The children of immigrants have that perspective to add to Canada. Last summer I experienced another when, soon after my parents' deaths, I visited their birthplaces in the Netherlands. It was a holiday full of windmills, Amsterdam canals, drives through the countryside and quaint cafés. It also included family reunions and visits to cemeteries where my ancestors are buried, including the grave of the grandmother for whom I am named.

But after I came home, when friends asked about the trip I couldn't describe the deeply unsettling effect it had on me. Then, finally, I found the word.

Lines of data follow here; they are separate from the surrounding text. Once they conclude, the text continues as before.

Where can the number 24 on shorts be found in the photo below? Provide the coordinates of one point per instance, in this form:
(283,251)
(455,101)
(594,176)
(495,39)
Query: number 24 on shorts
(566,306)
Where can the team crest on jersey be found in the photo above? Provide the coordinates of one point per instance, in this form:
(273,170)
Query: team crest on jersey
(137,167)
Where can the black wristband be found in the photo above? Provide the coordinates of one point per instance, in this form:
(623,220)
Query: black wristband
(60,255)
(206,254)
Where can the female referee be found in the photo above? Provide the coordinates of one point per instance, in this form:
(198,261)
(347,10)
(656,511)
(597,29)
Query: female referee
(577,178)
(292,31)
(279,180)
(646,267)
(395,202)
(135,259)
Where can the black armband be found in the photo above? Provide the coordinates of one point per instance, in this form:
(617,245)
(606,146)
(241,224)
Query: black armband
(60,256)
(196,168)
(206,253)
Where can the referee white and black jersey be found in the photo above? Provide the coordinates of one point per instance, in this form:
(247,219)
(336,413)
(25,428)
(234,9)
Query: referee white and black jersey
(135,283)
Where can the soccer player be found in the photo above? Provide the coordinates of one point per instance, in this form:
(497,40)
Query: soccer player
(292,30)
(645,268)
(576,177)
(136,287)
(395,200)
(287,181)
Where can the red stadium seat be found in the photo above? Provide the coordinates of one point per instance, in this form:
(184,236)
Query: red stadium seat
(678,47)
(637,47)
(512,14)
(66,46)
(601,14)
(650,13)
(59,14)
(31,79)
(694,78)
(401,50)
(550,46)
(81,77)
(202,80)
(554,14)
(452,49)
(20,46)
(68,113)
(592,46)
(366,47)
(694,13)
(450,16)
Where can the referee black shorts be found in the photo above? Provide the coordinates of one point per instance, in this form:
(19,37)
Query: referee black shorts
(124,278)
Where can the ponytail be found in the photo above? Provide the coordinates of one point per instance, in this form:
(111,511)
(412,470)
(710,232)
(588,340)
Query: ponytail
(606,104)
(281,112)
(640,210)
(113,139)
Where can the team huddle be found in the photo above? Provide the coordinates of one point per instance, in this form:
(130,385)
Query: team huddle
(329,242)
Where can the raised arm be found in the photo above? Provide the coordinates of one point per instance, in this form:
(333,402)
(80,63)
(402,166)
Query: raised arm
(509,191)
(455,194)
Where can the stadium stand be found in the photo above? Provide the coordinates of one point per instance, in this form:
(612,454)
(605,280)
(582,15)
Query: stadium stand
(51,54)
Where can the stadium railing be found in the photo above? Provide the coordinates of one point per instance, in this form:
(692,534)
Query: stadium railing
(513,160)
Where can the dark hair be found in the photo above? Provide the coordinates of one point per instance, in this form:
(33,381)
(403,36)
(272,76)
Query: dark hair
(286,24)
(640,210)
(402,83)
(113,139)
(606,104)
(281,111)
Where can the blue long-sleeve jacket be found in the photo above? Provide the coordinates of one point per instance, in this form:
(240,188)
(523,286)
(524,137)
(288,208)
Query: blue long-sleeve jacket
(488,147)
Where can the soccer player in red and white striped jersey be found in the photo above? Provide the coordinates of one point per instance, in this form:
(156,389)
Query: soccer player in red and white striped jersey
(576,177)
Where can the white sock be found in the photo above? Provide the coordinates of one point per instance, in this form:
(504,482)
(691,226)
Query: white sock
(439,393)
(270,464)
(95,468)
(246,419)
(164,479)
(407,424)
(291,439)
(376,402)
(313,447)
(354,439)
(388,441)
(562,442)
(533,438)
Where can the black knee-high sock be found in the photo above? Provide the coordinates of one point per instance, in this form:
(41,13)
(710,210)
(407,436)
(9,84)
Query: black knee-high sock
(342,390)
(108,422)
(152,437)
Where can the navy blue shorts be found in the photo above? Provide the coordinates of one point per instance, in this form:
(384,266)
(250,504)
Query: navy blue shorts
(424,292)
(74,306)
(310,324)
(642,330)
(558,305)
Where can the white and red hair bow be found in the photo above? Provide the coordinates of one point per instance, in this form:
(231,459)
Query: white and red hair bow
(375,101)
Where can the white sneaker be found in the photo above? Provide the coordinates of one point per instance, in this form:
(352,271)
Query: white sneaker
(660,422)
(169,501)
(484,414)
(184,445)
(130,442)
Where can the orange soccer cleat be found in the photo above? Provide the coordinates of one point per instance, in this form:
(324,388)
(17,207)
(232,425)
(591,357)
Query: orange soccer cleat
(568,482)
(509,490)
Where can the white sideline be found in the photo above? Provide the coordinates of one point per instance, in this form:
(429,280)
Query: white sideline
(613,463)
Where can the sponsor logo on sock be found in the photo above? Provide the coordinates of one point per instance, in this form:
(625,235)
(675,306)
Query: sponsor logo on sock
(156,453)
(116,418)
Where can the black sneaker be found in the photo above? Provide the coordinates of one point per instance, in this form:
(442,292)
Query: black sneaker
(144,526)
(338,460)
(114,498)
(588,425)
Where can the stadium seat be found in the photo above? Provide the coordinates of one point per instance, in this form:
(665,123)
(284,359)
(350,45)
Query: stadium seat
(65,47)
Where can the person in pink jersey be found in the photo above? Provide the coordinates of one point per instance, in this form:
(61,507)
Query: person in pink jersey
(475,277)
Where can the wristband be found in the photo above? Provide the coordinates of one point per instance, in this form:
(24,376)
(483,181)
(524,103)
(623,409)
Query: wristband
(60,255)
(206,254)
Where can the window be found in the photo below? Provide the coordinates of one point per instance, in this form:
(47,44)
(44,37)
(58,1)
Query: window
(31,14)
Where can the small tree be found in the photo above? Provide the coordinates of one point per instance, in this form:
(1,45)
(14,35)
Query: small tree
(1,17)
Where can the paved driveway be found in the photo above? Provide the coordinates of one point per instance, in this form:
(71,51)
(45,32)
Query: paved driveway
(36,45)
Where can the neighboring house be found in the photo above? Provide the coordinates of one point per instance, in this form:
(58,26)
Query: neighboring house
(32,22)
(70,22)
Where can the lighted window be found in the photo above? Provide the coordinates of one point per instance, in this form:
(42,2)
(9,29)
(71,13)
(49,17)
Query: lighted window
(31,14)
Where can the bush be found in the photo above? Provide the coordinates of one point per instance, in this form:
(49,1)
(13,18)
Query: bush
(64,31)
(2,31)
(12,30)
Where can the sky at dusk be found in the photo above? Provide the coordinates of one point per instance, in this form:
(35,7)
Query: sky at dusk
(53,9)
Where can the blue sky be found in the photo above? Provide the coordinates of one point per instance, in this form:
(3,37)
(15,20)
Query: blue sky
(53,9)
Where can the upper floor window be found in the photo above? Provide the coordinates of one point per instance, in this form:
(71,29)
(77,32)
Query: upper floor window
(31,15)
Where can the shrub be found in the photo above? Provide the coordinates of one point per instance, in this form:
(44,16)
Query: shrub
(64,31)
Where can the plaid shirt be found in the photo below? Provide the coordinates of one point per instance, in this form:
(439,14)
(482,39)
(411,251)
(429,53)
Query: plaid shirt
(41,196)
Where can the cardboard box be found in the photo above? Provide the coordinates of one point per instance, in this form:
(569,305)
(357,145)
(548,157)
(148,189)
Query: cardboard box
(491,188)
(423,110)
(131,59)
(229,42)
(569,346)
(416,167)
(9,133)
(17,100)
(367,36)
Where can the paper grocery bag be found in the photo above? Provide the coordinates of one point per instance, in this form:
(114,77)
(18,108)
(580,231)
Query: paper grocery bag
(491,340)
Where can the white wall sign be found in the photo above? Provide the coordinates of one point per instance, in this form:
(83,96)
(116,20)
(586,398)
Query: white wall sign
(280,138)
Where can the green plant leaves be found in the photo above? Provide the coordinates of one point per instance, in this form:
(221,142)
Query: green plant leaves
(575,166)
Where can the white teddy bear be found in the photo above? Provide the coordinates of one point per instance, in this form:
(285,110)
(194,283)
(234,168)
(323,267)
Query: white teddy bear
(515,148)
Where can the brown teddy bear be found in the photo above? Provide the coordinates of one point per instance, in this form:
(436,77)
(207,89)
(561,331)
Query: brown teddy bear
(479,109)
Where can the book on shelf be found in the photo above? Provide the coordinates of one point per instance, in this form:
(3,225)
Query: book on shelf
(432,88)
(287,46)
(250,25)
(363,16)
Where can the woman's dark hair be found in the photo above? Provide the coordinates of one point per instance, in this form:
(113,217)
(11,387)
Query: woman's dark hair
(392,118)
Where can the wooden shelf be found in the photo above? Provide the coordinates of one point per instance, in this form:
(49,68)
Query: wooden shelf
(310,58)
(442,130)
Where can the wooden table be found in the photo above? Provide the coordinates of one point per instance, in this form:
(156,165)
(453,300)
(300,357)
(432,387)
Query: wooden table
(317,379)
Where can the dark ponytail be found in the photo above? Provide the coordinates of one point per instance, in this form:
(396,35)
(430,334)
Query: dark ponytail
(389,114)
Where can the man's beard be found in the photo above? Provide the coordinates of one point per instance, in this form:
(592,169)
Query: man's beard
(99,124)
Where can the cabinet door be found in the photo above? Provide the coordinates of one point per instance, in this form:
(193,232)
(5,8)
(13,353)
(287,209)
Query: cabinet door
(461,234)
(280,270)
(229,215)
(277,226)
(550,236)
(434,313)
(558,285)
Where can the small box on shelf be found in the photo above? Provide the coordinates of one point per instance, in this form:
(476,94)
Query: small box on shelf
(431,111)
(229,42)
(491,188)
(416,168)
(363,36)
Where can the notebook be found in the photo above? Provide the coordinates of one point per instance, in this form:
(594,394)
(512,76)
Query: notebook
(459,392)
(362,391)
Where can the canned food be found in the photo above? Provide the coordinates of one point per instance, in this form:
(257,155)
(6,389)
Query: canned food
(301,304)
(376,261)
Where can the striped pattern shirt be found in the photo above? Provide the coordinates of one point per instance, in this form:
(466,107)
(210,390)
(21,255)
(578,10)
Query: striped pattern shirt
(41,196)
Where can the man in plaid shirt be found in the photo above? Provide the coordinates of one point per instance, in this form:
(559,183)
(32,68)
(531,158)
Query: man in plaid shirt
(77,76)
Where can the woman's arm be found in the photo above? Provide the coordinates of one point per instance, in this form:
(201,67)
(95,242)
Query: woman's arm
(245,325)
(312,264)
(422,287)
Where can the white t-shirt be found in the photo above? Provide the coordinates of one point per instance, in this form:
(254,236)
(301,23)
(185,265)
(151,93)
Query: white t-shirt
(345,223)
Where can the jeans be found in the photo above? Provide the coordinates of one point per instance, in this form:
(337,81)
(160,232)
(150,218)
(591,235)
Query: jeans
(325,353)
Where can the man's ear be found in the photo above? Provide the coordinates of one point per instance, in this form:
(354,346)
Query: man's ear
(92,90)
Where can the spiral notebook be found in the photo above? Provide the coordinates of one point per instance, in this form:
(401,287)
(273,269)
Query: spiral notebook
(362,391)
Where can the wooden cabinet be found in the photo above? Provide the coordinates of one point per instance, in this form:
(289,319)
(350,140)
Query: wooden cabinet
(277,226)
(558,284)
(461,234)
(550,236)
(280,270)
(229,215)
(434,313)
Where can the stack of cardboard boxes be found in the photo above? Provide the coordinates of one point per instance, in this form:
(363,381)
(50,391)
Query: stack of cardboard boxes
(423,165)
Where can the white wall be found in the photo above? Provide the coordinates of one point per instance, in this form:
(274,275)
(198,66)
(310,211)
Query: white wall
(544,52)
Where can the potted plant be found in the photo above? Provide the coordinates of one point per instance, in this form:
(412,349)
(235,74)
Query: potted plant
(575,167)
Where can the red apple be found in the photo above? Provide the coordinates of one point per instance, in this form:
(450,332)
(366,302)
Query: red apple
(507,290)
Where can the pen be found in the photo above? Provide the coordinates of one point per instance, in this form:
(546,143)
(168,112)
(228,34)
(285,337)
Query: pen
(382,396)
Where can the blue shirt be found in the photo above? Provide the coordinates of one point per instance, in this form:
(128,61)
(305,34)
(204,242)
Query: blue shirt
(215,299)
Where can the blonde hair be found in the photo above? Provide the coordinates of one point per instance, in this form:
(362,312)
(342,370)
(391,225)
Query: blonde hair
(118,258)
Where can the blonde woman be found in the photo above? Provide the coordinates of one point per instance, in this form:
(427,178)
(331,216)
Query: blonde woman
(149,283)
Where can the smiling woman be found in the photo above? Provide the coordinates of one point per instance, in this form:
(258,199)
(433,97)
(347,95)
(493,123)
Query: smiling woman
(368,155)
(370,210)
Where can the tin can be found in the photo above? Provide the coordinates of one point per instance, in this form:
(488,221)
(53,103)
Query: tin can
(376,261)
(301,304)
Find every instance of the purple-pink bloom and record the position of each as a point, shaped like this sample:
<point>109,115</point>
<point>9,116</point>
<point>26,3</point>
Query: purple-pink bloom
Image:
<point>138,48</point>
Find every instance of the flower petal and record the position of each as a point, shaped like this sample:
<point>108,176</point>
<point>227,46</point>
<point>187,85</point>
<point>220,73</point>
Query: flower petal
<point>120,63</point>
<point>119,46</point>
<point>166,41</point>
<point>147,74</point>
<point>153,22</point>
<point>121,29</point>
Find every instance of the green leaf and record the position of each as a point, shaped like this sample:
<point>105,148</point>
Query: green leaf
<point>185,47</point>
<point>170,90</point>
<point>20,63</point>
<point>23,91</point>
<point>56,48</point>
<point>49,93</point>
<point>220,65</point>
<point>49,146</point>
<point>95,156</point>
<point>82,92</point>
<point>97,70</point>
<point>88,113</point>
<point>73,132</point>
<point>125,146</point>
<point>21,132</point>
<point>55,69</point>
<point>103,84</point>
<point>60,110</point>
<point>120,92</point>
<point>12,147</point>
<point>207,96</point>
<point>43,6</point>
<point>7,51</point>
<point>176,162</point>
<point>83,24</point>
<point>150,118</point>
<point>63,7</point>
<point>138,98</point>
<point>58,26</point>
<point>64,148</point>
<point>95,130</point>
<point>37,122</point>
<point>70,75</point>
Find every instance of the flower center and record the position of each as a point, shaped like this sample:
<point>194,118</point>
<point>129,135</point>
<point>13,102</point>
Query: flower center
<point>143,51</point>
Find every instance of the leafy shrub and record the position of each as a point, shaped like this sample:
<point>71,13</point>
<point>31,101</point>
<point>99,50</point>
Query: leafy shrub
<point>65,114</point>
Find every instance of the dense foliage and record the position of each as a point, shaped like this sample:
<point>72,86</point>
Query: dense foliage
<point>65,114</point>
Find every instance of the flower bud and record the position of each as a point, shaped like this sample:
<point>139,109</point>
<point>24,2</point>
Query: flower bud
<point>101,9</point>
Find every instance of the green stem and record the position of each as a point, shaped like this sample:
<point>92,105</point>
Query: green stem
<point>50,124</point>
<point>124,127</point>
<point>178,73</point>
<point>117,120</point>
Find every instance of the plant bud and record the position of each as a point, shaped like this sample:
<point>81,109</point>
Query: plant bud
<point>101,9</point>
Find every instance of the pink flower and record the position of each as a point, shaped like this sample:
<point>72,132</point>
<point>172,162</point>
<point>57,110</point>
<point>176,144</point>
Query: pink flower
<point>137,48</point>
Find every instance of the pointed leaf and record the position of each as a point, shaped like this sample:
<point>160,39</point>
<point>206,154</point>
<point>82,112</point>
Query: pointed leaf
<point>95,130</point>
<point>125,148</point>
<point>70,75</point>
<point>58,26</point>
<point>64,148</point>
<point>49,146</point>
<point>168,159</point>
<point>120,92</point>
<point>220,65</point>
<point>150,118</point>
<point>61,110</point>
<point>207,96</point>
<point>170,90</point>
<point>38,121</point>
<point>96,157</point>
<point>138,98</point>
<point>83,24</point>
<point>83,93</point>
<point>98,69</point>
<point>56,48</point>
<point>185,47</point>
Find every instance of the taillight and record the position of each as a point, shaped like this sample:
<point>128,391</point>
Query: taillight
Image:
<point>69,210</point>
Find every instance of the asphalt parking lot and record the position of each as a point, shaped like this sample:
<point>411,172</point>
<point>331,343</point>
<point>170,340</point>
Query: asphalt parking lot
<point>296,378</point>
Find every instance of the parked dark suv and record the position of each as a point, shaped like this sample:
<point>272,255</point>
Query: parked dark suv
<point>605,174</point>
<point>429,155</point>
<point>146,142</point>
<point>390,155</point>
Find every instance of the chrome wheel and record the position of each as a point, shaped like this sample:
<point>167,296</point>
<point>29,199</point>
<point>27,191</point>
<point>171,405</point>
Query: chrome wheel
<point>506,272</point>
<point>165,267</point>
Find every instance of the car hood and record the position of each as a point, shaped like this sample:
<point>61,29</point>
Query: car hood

"How was your trip to Holland?"

"Shocking," I replied.

I saw the quiet marshland beauty of my father's village of Noorden and the canals he had rowed to reach his field. I saw the Frisian lanes of thatch-roofed farms my mother bicycled with deliveries from her father's butcher shop. How had they ever left?

And my cousins - my tall, fluent-in-English, settled-in-their-skin Dutch cousins who live on boats year-round, ramble the world and yet always return to the towns and villages in which their (my!) people have lived since history was written down. I had to think, that could have been me, my life, my place.

Shocking. It was like looking into a bewitching mirror of possible but never lived experience. Every step of that journey on the red-brick roads and across the great dike that keeps out the North Sea I felt both deeply connected and profoundly apart. My genes are 100-per-cent Dutch. Yet I am not Dutch.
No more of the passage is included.